FUCK FREDDIE
Fuck him now, fuck him plenty, fuck him royally, just fuck him. Long, slow, and hard.
Or, to paraphrase the cunt-breathing dragon:
Clearly, the only option is to instruct the bastard to fuck Freddie. Fuck Freddie totally.
Do not pass go, do not collect $200- just fuck Freddie.
And more than once.
That's right, fuck Freddie and make sure it's more than once, you slimy bastard.
Or, if so inclined, run outside and play the ever popular Hide and Go Fuck Freddie™.
Fuck Freddie on a train, on a plane, in a box, with a fox...
No matter what the method, the important thing is that you don't forget to fuck Freddie.
Fuck Freddie and eat beans, for all I care.
Fuck Freddie at your grandfather's house. Be sure not to fuck your grandfather... This is a common mistake. It is imperative that you fuck Freddie.
Fuck Freddie and send us the pictures, so that we can verify that you have, indeed, completed your mission. WE WILL BE KEEPING TABS ON YOUR "FUCKED FREDDIE" STATUS.
In that vein, allow me to mention the importance of the ensuing paperwork. You can write this off on your taxes if need be. Certain restrictions apply, but not the kinds of restrictions that get you out of fucking Freddie.
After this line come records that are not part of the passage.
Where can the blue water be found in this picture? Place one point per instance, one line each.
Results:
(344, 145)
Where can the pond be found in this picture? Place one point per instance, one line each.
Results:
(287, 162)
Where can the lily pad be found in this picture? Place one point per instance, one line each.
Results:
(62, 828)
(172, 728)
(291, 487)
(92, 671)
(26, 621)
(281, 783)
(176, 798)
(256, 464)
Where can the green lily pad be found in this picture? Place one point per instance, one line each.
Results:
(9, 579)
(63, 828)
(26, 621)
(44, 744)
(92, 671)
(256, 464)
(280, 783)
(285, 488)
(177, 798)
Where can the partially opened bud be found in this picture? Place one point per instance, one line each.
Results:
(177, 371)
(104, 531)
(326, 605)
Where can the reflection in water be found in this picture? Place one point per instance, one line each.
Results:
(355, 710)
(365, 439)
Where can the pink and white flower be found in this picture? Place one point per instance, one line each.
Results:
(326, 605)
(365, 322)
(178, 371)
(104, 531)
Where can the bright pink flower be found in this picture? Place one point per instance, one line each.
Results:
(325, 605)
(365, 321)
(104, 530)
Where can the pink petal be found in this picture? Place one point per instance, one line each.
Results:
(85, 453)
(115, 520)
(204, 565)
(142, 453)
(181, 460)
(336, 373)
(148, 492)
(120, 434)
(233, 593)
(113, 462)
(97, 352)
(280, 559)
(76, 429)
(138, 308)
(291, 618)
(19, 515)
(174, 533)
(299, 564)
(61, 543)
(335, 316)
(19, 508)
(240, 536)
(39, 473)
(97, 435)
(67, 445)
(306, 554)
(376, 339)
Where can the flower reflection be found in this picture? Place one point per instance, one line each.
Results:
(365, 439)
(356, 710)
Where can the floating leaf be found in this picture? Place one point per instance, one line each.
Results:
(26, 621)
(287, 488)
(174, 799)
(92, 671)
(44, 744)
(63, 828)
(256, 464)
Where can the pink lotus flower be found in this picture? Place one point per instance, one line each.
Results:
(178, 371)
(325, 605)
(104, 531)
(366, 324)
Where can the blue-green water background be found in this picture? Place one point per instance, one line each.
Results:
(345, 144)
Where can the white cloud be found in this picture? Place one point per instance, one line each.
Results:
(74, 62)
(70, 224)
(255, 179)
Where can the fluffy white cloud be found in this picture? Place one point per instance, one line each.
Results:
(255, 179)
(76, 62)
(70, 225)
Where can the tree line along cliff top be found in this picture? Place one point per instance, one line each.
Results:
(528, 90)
This is a tradition that is becoming something of a lost art, you see. We need as many young, fresh souls to speak the dead language (if you will,) of fucking Freddie as humanly possible. So, if you don't fuck Freddie, you will be just like the generations past that have made fucking Freddie an endangered species. Just like the pandas. You heartless, pandacidal bastard.
Do not confuse this order with Canada's declared Masturbation Month². This is something special, just for Freddie.
It is YOU that must fuck FREDDIE, you Capitalistic fucktard. How dare you come onto OUR site and try to make money?Stop sucking off soldiers in Guantanamo bay, and GO FUCK FREDDIE.